Jetzt fordern die Italiener Unterstützung wegen der Notlage in Lampedusa: Bewaffneter Schutz der Festung Europa wird eingefordert. Schutz vor den Menschen, die sich eben erst unter dem Applaus von uns Westlern ihre "Freiheit" erkämpft haben.
Vielleicht werden bald Schweizer Blaumützen benötigt, um Flüchtlingslager ausserhalb Tripolis zu bewachen. Oder wird gar das Bild real, das die üble Propaganda der Gegner der Anti-Waffeninitiative jetzt wochenlang suggeriert hat: Kommt bald der Tag, an dem von uns erwartet wird, dass wir unser Sturmgewehr aus dem Schrank holen, um die Drohung des Plakats wahr zu machen: Die Ausländer mit Waffengewalt in die Schranken weisen. Sollen wir, das waffentragende "Volk", auf die Flüchtlinge, die Helden von Tahrir, schiessen? Bei uns im Dorf oder oben an der Landes-Grenze auf der Chrischona?
Hoffentlich ist das wirklich absurd. Inch'allah. Aber statt auf Gott zu vertrauen, erwarte ich von den Mächtigen dieses Landes, die für sich in Anspruch nehmen, das Wohl dieses Landes und seines "Volkes" im Sinn zu haben, dass sie eine echte Lösung für dieses reale Problem suchen und finden. Wie werden wir mit den Flüchtlingen aus unserer Nachbarschaft leben? Wenn das Gewehr im Schrank nicht die Lösung ist, was dann? Oder vertrauen wir darauf, dass die EU das Problem für uns lösen wird? (Und wir horten dafür als Gegenleistung weiter die Gelder der Steuerhinterzieher aus der EU.)
Ohne die massive Verletzung aller von unserer (christlichen) Kultur globalisierten Werte wie Freiheit, Menschenrechte, Demokratie, ohne die Anwendung massiver Gewalt, werden wir den Zustrom der Migranten aus dem arabischen Raum und weiter aus dem Süden nicht verhindern können.
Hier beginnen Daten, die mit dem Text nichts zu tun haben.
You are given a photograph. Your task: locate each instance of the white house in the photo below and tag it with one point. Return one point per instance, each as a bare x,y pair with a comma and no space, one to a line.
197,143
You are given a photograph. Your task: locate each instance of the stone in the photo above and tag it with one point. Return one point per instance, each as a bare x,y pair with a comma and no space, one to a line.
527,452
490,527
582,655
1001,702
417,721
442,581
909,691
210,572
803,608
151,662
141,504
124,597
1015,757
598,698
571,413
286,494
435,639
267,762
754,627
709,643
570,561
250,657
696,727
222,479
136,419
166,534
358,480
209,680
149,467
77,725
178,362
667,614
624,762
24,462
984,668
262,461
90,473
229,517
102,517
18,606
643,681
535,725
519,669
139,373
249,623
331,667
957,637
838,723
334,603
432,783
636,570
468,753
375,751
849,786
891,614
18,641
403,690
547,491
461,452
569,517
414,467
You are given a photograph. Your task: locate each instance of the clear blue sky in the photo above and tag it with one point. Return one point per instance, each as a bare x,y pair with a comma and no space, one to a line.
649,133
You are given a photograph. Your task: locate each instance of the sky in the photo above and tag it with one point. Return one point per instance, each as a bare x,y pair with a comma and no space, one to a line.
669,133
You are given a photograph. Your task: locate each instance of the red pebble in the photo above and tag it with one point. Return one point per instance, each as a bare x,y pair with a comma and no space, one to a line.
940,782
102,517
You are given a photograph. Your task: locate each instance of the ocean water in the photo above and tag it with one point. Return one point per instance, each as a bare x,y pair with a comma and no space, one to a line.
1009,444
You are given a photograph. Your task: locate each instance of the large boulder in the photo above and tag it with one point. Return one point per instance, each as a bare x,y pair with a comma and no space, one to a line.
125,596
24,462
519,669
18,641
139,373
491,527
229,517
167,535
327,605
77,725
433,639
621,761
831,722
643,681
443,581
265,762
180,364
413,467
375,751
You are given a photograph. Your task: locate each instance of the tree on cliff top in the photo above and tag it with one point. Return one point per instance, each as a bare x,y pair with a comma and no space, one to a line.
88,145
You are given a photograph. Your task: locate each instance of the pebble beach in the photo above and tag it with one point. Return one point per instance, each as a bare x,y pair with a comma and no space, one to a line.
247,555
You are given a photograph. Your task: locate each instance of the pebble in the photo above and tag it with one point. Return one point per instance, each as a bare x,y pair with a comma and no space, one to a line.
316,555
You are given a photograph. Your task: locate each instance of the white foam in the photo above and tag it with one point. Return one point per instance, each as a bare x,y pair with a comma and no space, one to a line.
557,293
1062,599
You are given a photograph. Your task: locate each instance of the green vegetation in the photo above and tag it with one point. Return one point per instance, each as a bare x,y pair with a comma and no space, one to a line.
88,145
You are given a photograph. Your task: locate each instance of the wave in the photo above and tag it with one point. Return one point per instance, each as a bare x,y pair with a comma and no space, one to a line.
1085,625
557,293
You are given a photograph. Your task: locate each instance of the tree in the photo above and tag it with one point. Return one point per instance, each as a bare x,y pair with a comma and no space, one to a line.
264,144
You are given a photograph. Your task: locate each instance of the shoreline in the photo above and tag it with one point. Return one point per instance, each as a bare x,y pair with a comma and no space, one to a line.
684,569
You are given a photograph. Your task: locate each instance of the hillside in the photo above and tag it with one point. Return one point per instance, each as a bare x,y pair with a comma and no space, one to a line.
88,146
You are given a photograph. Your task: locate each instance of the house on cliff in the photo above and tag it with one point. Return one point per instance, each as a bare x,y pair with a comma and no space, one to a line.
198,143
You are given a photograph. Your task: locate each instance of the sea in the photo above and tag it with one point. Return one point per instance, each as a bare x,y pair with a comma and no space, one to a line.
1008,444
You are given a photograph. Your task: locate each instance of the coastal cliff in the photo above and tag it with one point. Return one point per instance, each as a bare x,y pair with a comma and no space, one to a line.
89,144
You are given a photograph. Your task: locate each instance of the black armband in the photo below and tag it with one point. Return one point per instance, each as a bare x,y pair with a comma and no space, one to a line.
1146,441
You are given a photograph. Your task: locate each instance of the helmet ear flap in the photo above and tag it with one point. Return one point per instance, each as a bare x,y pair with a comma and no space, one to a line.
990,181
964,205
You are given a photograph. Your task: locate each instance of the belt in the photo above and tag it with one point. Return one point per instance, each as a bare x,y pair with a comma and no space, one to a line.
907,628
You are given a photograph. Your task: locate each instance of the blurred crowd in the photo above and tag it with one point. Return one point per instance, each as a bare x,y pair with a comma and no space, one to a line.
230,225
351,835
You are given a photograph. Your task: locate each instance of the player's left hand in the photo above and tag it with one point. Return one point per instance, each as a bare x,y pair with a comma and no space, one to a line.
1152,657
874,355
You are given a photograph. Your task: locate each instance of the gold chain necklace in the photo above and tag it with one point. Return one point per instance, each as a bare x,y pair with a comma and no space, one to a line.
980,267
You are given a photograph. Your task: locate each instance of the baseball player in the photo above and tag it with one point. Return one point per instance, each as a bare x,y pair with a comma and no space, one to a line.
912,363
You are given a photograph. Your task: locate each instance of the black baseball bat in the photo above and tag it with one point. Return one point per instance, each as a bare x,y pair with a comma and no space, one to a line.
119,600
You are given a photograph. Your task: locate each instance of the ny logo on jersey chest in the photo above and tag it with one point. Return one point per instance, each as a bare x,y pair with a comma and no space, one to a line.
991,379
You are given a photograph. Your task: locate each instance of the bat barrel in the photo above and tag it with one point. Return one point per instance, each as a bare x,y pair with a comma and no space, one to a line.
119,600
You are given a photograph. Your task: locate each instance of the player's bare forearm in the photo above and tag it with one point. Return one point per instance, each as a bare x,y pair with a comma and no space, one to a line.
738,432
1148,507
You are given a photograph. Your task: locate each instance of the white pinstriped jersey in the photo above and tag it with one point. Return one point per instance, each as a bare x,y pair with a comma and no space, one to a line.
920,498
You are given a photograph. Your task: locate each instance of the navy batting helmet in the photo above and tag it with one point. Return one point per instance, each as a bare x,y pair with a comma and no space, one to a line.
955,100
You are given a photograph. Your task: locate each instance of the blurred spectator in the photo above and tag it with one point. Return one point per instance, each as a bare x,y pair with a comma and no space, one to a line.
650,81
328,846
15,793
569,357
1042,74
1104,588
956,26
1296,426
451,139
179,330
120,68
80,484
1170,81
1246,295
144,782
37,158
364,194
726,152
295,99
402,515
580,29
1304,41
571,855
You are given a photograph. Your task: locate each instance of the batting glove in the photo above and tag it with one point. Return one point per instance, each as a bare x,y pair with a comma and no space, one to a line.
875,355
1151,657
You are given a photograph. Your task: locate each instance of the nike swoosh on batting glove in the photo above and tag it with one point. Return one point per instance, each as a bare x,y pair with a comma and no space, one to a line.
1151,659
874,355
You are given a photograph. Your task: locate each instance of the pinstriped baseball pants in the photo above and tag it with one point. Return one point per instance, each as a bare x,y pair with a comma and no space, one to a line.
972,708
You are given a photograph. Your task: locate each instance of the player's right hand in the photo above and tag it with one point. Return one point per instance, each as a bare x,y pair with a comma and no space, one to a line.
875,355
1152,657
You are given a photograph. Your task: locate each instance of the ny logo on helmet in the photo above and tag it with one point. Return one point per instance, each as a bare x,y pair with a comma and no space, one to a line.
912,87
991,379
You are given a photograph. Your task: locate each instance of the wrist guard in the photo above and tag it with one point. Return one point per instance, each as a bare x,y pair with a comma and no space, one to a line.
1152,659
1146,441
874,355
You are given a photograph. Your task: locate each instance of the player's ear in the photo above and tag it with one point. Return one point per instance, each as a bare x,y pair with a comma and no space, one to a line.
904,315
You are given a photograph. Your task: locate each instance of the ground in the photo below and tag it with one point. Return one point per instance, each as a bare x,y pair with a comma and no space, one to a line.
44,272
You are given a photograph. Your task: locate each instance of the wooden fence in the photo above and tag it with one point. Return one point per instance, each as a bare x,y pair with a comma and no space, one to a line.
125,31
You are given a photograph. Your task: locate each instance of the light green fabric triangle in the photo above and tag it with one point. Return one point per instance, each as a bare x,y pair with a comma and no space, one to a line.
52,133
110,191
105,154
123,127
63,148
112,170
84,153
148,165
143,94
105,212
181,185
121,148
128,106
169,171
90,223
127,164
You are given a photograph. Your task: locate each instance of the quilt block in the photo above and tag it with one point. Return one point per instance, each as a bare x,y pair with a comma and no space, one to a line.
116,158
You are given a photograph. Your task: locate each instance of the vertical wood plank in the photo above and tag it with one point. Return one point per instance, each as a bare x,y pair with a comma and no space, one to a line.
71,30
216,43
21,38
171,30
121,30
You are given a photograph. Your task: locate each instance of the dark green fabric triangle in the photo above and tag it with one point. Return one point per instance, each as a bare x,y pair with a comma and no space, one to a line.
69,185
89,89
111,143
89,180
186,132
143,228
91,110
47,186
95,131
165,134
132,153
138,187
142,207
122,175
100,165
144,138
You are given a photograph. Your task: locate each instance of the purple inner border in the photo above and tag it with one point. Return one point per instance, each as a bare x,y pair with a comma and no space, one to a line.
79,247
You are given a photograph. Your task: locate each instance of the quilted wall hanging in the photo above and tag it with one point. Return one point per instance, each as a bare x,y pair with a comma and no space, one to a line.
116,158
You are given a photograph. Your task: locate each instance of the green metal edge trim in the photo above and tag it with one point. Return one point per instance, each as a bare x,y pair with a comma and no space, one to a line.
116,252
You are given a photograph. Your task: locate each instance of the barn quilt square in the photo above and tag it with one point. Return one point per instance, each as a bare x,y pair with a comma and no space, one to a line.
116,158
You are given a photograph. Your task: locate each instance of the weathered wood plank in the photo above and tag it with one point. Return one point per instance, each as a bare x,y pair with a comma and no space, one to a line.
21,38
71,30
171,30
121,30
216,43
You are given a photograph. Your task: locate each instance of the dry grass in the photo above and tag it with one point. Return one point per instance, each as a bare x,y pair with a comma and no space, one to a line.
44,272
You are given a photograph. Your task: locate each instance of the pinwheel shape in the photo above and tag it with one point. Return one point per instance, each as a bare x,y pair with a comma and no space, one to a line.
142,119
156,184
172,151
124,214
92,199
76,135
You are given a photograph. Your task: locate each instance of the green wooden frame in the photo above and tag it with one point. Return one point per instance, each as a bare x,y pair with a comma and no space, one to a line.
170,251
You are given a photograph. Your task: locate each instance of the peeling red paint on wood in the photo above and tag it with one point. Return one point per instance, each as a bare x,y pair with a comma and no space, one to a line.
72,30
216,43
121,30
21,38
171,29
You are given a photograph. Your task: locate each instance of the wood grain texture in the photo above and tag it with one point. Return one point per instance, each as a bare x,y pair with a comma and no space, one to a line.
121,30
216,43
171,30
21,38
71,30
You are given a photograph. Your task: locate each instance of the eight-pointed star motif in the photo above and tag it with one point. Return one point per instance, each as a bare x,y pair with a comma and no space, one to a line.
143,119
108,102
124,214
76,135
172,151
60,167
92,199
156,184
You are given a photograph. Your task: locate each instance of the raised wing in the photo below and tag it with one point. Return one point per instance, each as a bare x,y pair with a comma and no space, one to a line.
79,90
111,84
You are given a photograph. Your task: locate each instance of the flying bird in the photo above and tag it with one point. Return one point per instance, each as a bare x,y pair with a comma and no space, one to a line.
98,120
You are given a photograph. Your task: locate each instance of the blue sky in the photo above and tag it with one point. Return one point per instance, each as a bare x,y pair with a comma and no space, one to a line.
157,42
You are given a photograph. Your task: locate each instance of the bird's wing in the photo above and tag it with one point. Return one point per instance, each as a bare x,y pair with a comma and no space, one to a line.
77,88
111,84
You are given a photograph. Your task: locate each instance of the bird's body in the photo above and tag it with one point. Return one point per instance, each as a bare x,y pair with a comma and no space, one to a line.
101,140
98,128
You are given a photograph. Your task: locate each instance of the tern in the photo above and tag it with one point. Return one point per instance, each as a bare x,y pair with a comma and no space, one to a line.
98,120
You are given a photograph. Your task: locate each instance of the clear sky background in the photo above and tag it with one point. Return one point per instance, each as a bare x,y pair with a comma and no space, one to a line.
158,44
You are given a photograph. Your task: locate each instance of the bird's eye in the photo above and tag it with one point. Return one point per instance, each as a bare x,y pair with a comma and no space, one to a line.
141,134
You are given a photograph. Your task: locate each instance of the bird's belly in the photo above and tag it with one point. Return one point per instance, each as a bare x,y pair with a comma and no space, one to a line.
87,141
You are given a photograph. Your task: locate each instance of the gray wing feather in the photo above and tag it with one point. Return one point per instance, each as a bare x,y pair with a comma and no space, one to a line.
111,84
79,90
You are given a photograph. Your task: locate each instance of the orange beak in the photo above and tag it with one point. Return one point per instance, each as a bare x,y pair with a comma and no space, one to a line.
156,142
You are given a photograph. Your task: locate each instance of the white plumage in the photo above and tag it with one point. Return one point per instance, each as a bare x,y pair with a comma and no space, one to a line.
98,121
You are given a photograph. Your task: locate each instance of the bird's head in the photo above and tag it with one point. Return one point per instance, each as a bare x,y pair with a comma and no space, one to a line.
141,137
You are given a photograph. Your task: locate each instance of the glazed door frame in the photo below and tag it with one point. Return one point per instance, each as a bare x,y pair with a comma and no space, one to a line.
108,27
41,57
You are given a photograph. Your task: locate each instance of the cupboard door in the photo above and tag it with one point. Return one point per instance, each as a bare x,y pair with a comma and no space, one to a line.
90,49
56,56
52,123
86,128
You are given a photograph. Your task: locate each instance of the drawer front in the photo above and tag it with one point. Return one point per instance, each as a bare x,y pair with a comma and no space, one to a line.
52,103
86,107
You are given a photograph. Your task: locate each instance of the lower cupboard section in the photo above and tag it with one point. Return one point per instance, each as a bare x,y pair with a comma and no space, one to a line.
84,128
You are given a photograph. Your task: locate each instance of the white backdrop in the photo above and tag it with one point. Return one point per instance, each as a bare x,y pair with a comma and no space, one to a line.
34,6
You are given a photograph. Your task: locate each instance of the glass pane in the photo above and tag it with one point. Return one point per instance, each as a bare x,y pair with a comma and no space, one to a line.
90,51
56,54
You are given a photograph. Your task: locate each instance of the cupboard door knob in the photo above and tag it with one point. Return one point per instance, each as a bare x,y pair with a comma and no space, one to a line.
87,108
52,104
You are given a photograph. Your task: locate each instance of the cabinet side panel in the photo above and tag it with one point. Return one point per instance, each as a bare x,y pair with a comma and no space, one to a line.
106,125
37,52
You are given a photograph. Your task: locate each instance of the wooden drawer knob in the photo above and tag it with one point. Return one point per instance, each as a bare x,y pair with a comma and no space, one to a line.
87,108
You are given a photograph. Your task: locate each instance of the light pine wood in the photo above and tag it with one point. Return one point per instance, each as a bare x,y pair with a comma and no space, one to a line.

Selbst wenn wir unsere Politik sofort ändern und alles in unsere Macht stehende beitragen, damit möglichst viele der potentiellen Migranten eine Zukunft bei sich zu Hause sehen (Öffnung der Agrarmärkte, internationale Finanz- und Rostoffmarktkontrolle, usw.) bleibt das Problem kurz und mittelfristig (20 Jahre?) bestehen.
Wir müssen uns damit arrangieren, dass vermehrt junge Menschen aus dem Süden MIT uns leben werden. Oder sei es auch nur BEI uns - in Parallelgesellschaften.
Doch statt uns, die Schweiz, auf das Unvermeidbare vorzubereiten, schüren die künftigen Wahlsieger mit jedem erdenklichen Thema den Fremdenhass. Sie sorgen aus kurzfristigem persönlichem Machtstreben dafür, dass wir nicht einmal daran denken, eine Lösung für das dringendste reale Problem unserer Zukunft zu finden. Sie befeuern die sich abzeichnende Katastrophe. "Verantwortungslos" ist das politisch korrekteste Wort, das mir dazu einfällt.
PS:_
Offenbar versucht Bundesrätin Sommaruga eine Lösung für das kurzfristige Tunesierproblem zu finden. Wann wird ihr die SVP in die Parade fahren?